Skewness of a randomized quasi-Monte Carlo estimate
Zexin Pan, Art B. Owen
TL;DR
The paper analyzes the skewness of randomized quasi-Monte Carlo estimates obtained from scrambled digital nets and links this property to the reliability of $t$-based confidence intervals. By employing a Walsh-Fourier decomposition and careful treatment of symmetric error contributions, it proves that the third central moment decays as $O(n^{-9/2+\varepsilon})$ in general and as $O(n^{-5+\varepsilon})$ under random generator matrices, yielding a skewness of $\gamma=O(n^{-1/2+\varepsilon})$ when variance scales as $\Omega(n^{-3})$. It also provides improved probabilistic bounds for the distribution of the net quality parameter $t$ under random base-$p$ generators and discusses refinements for the case of random generator matrices, which hold with high probability.
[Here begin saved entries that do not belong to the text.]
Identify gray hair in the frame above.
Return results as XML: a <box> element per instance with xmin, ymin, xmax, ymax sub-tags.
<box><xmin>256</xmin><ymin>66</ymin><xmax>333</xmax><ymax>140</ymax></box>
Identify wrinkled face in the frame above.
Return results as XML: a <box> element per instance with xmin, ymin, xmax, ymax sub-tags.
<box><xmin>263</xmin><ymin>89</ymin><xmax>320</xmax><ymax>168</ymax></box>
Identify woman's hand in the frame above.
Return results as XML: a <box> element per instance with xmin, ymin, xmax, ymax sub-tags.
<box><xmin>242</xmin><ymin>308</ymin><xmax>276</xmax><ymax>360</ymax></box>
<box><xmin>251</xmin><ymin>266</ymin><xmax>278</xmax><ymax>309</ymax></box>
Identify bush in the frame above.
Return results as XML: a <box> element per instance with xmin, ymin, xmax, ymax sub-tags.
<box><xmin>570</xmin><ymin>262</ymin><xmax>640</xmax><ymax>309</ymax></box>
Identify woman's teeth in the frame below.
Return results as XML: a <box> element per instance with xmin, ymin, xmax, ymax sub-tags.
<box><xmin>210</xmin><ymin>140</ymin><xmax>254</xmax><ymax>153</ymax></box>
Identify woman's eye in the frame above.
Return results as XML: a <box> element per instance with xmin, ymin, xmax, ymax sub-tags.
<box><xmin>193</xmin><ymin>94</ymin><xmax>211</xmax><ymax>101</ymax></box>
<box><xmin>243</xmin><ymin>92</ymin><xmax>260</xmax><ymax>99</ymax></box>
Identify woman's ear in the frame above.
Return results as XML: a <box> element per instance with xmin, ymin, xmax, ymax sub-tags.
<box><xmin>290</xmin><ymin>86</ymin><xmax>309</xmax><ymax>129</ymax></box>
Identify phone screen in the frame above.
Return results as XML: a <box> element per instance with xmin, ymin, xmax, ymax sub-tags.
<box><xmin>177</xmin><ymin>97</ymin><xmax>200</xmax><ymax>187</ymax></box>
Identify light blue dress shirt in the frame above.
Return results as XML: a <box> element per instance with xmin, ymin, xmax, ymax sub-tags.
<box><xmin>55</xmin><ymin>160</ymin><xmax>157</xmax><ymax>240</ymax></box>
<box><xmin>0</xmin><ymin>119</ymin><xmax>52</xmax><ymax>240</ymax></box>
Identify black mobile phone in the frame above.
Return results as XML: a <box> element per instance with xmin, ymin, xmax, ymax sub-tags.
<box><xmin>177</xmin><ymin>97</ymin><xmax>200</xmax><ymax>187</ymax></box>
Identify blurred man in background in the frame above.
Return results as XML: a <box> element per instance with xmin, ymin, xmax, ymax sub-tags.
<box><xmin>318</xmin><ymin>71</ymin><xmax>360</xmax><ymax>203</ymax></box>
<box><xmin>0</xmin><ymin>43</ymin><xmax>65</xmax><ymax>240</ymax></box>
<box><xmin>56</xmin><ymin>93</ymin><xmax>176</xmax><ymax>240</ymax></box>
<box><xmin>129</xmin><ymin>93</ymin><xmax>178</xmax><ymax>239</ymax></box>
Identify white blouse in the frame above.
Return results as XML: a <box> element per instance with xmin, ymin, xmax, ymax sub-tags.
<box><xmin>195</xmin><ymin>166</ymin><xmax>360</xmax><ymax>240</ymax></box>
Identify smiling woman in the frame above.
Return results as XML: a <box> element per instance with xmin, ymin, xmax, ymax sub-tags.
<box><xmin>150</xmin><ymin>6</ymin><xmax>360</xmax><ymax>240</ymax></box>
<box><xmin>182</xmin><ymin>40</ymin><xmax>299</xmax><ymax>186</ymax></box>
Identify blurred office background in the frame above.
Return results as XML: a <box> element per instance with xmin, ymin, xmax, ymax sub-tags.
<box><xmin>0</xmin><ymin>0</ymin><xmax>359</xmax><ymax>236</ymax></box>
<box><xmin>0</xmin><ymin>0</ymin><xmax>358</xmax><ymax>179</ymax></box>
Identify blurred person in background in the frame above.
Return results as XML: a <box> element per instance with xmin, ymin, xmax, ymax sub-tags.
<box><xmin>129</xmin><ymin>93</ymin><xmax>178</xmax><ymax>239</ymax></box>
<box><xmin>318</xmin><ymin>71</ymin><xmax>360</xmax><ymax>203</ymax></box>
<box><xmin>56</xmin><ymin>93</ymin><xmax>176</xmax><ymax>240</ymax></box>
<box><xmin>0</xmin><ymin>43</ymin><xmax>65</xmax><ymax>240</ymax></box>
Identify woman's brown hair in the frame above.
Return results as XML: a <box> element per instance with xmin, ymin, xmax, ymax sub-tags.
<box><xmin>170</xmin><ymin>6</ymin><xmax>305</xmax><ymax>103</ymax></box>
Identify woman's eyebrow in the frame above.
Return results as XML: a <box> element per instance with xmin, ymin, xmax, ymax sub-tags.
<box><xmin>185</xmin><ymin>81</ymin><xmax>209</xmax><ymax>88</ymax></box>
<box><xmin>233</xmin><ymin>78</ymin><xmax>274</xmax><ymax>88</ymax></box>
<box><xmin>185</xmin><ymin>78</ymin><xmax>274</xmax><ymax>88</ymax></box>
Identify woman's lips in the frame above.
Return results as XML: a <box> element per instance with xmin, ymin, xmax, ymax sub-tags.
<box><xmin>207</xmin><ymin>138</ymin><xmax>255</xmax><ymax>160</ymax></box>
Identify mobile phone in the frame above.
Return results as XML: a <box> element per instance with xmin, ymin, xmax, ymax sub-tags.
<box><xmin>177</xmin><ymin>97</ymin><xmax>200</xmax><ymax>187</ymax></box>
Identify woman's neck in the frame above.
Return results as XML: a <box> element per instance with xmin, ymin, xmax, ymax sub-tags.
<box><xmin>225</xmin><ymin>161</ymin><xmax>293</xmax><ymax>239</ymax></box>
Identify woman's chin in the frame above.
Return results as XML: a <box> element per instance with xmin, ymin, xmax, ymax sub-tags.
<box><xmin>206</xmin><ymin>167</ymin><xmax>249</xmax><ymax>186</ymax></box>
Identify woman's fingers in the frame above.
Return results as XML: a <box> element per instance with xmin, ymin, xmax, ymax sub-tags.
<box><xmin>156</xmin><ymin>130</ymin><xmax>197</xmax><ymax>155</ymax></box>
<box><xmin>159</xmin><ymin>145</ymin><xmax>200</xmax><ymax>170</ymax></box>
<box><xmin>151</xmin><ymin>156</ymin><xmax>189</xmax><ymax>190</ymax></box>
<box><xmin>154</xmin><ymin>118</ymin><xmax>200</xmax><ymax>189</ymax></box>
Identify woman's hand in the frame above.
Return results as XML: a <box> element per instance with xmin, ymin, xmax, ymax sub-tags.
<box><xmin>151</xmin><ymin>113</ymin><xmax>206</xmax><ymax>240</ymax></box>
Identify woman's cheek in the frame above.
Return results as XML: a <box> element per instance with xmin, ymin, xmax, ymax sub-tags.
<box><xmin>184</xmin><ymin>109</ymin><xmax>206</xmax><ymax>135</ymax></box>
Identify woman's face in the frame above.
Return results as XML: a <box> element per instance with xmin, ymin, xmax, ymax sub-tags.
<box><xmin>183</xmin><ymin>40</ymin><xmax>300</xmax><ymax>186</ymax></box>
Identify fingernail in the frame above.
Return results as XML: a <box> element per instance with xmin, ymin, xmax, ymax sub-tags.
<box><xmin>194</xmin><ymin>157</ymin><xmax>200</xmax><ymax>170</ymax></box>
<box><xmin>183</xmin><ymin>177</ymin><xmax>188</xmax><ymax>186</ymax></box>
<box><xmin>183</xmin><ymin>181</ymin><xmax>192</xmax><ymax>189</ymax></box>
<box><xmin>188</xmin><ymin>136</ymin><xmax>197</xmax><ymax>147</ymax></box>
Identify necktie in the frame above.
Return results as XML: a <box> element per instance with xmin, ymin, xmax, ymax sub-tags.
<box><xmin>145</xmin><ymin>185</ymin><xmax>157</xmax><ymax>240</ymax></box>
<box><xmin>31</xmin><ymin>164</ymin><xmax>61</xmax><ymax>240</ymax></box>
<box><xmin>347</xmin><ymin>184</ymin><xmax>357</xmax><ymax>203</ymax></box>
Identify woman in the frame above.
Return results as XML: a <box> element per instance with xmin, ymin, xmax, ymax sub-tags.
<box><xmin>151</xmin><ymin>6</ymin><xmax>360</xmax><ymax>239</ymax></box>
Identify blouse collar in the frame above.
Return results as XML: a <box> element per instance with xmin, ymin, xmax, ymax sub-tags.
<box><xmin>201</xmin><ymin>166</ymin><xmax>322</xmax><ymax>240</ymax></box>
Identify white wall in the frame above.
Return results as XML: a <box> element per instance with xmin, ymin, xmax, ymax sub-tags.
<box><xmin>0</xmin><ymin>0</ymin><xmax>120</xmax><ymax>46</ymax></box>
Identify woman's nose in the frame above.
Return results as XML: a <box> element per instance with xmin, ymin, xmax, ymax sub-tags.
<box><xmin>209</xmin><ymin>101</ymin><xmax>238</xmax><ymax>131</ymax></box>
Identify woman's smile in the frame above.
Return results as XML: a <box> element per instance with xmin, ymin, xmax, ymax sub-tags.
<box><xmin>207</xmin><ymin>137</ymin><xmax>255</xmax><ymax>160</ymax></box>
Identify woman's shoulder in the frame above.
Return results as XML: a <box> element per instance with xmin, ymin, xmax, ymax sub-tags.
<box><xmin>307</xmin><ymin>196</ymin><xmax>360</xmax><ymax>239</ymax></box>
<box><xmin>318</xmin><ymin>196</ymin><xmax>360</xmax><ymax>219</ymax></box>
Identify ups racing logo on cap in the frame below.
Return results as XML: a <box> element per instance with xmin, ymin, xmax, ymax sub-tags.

Through explicit 1D and 3D examples, the results align with observed symmetry and validate the theoretical decay of skewness, offering justification for the effectiveness of standard $t$-intervals in ci4rqmc while highlighting limitations for non-smooth integrands and fixed nets.
Abstract
Some recent work on confidence intervals for randomized quasi-Monte Carlo (RQMC) sampling found a surprising result: ordinary Student $t$ 95% confidence intervals based on a modest number of replicates were seen to be very effective and even more reliable than some bootstrap $t$ intervals that were expected to be best. One potential explanation is that those RQMC estimates have small skewness. In this paper we give conditions under which the skewness is $O(n^ε)$ for any $ε>0$, so 'almost $O(1)$'. Under a random generator matrix model, we can improve this rate to $O(n^{-1/2+ε})$ with very high probability. We also improve some probabilistic bounds on the distribution of the quality parameter $t$ for a digital net in a prime base under random sampling of generator matrices.